Ce qui avantageait mon dos par rapport au dos de mon père…

« J’ai assisté aux premières journées de travail de mon père… Le voici retournant à la tâche après une pause durant laquelle il a repris ses forces, j’ai vu ses pieds flageoler sous le poids des sacs, j’ai vu ses veines se gonfler, sa voûte plantaire s’enfoncer à chaque instant un peu plus dans le sol. Je pouvais situer chacun des endroits où il s’était brièvement arrêté pour remettre le fardeau d’aplomb sur son dos, attrapant le devant de sa gallâbieh entre les dents et passant ses deux mains sous le sac rempli de grain pour le rajuster au-dessus de son dos voûté. A un point donné, les jambes de mon père ont été remplacées par mes jambes à moi, de même sa colonne vertébrale, depuis les sept vertèbres cervicales jusqu’au coccyx, sa peine est devenue ma peine, son gémissement est devenu mon gémissement, sa douleur étouffée est devenue ma douleur, son tremblement est devenu mon tremblement, j’étais d’autant plus pris au dépourvu qu’il n’avait pas émis la moindre protestation, de peur que le contremaître ne le disqualifie comme un de ces gringalets qui se fatiguent au premier effort.
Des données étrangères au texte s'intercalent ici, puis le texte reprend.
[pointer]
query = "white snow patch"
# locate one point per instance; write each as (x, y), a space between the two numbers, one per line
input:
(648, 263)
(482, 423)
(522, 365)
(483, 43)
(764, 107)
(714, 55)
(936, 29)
J’ai chancelé sous le poids de cette première charge, un poids sous lequel mon père se serait effondré s’il n’avait pas bandé tous ses muscles pour tenir bon; Dieu merci il y était parvenu in extremis. Ce qui avantageait mon dos par rapport au dos de mon père, ce qui avantageait mes jambes par rapport aux jambes de mon père, c’est que son histoire jusque là était grevée par l’adversité, par les douleurs qu’il avait endurées, par les outres remplies d’eau qu’il avait transportées à travers le village, par les moutons qu’il avait chargés sur ses épaules pour traverser les chenaux d’évacuation, tandis que ma colonne vertébrale et mes jambes à moi avaient été épargnées, elles n’avaient pas connu ces lourds fardeaux, et cela pour la simple raison que par sa peine il m’en avait dispensé, que par ses efforts il m’en avait protégé… »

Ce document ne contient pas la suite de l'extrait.